152. Von ihrer Zahl ist nichts gewisses aufgezeichnet und steht im Buch Hiob 25,3: „wer will seine Kriegsleute zählen?“ Dass aber der Engel eine große Anzahl sei, ist hieraus abzunehmen, dass der Sohn Gottes Matth. 26,53 spricht: „meinest du, dass ich nicht könnte meinen Vater bitten, dass er mir zuschickte mehr denn zwölf Legionen Engel?“ Daniel sieht im Gesicht, wie die Engel Gott auf den Dienst warten, welches er beschreibt mit diesen Worten: Tausendmal tausend dieneten ihm und zehenmal hunderttausend stunden vor ihm“, Kap. 7,10. Und Johannes Offenb. 5,11: „Ich sahe und hörte eine Stimme vieler Engel um den Stuhl, und ihre Zahl war viel tausendmal tausend“.
153. Ihre unterschiedenen Rangstufen und Ordnung hat die Schrift angezeigt, wenn sie unterschiedlich gedenkt der Thronen, Herrschaften, Fürstentümer und Obrigkeiten (Kol. 1,16.), der Engel und Erzengel (1 Thess. 4,16.). Worin aber der Unterschied bestehe, mag nicht erkundet werden, denn Gott hat uns davon weiter nichts geoffenbart.
154. Endlich der Unterschied der guten und bösen Engel. Gott zeuget von seinen Geschöpfen, dass sie alle sehr gut seien, 1 Mos. 1,31. Darum sind die Engel allesamt, ohne einigen Unterschied, ihrer Substanz und Wesen nach gewisslich gut. Aber der Unterschied besteht hierin, dass, da sie alle in Heiligkeit sind geschaffen worden, nicht alle in diesem Guten beständig geblieben sind. Darum hat Gott die, so von ihm abgefallen sind, aus gerechtem Gericht von seiner Gnade ewiglich verstoßen und ihnen das ewige höllische Feuer zur Strafe bereitet. Joh. 8,44: „der Teufel ist ein Mörder vom Anfang und ist nicht bestanden in der Wahrheit“; 2 Petr. 2,4: „Gott hat der Engel, die gesündiget haben, nicht verschonet, sondern hat sie mit Ketten der Finsternis zur Hölle verstoßen und übergeben, dass sie zum Gericht behalten werden“; Epist. Judä V. 6: „die Engel, die ihr Fürstentum nicht behielten, sondern verließen ihre Behausung, hat er behalten zum Gericht des großen Tages, mit ewigen Banden in Finsternis“.

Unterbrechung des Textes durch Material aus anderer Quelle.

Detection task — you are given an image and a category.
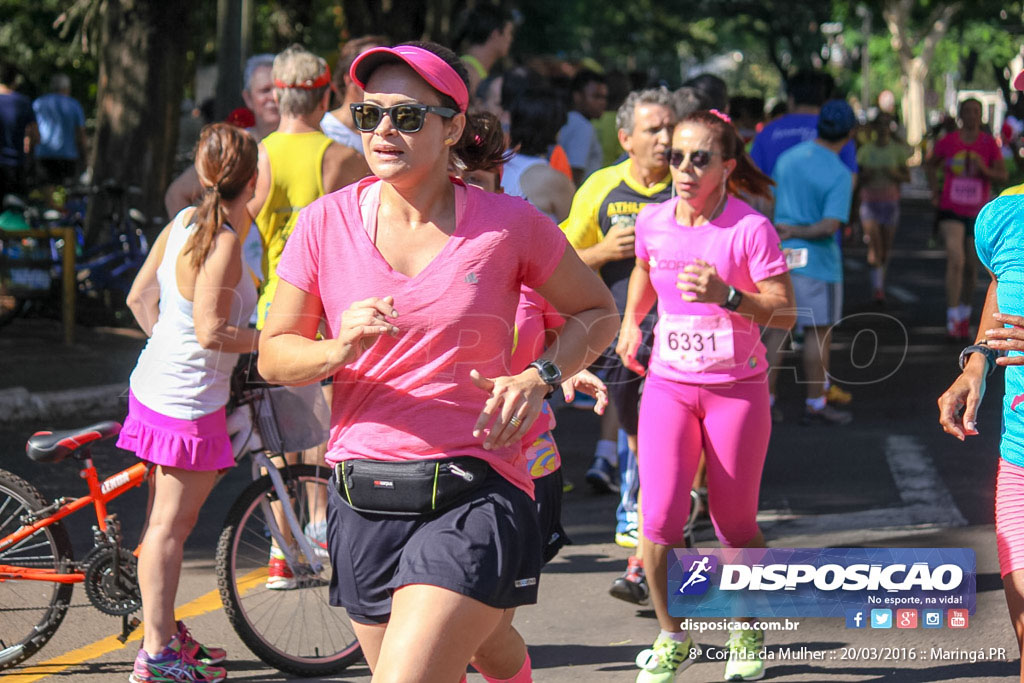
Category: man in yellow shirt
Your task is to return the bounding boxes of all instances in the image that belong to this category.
[456,2,515,101]
[248,45,369,590]
[249,45,369,328]
[561,88,676,548]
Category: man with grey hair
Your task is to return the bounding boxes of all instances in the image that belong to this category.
[164,54,281,216]
[561,88,676,575]
[242,53,281,142]
[32,74,85,184]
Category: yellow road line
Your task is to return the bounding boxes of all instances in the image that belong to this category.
[2,566,266,683]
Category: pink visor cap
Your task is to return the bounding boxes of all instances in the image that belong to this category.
[348,45,469,112]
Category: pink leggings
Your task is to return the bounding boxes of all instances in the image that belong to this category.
[638,375,771,548]
[995,458,1024,577]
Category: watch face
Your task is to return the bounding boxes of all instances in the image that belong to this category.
[532,360,562,384]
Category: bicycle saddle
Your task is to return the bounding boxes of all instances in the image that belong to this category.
[25,420,121,463]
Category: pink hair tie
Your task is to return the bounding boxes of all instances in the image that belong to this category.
[709,110,732,123]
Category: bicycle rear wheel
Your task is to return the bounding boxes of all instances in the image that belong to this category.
[217,465,361,676]
[0,470,74,670]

155. Diese Engel haben besondere Namen, als: Teufel, Joh. 8,44; der große Drache, Offenb. 12,9; alte Schlange, Offenb. 12,9.; Verderber, Offenb. 9,11.; Fürst dieser Welt, Joh. 12,31; Gott dieser Welt, 2 Kor. 4,4.; Satanas, Matth. 4,10.

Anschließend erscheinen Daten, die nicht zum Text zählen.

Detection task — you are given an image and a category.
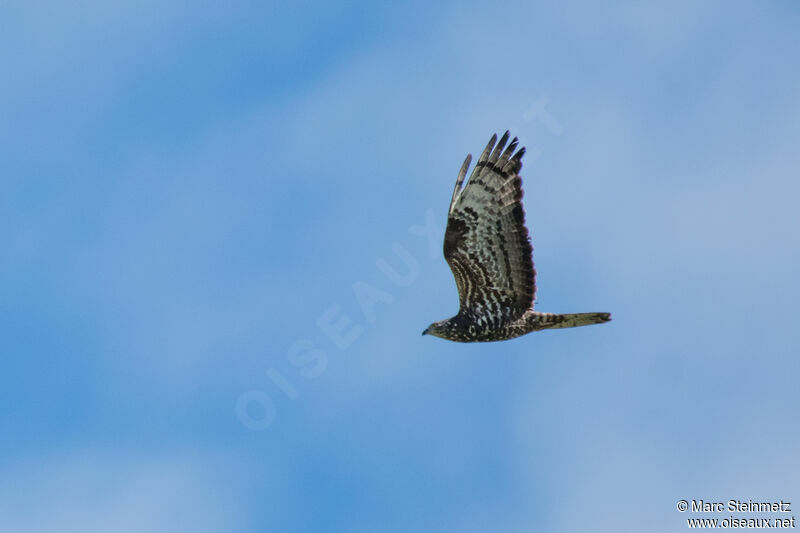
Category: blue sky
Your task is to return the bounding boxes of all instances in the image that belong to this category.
[0,1,800,532]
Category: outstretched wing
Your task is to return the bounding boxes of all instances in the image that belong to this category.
[444,132,536,322]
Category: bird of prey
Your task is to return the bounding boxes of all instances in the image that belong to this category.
[422,132,611,342]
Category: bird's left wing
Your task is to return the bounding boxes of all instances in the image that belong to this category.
[444,132,536,321]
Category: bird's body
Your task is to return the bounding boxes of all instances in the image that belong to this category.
[423,132,610,342]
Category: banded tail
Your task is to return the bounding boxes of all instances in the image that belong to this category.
[526,311,611,331]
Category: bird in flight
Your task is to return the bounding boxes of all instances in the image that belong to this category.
[422,132,611,342]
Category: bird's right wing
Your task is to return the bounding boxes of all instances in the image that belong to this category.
[444,132,536,322]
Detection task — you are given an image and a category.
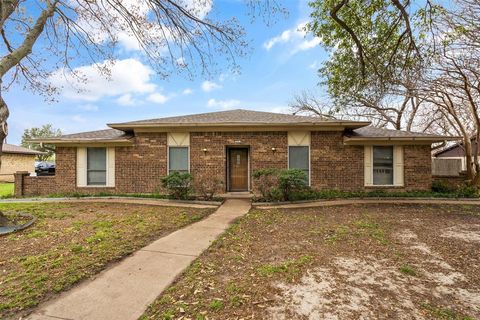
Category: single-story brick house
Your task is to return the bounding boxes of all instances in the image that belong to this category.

156. Denn diese Engel sind der Menschen abgesagte Feinde. so sich mit höchstem Fleiß bemühen, sie um ihre ewige Seligkeit zu bringen und in die Hölle zu stürzen. Denn durch des Teufels Neid ist der Tod (nämlich vermittelst der Sünde) in die Welt kommen, Weish. 2,24. Er ist unser Feind, so um uns hergeht als ein brüllender Löwe und suchet, welche er verschlinge (1 Petr. 5,8.), mit dem wir ohne Aufhören zu streiten haben (Eph. 6,12ff.).

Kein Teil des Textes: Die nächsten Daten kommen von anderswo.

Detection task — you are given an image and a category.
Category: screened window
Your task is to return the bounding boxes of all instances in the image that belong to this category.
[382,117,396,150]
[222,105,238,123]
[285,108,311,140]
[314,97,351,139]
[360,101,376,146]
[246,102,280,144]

157. Die guten Engel, welche auch diesen Namen Engel eigentlich behalten haben, sind diejenigen, welche in ihrer angeschaffenen Heiligkeit beständig geblieben und von Gott darin erhalten worden sind. Von denen ist eigentlich dasjenige zu merken, was von den Engeln insgemein ist gesagt worden, und es bedarf weiter nicht, davon zu melden.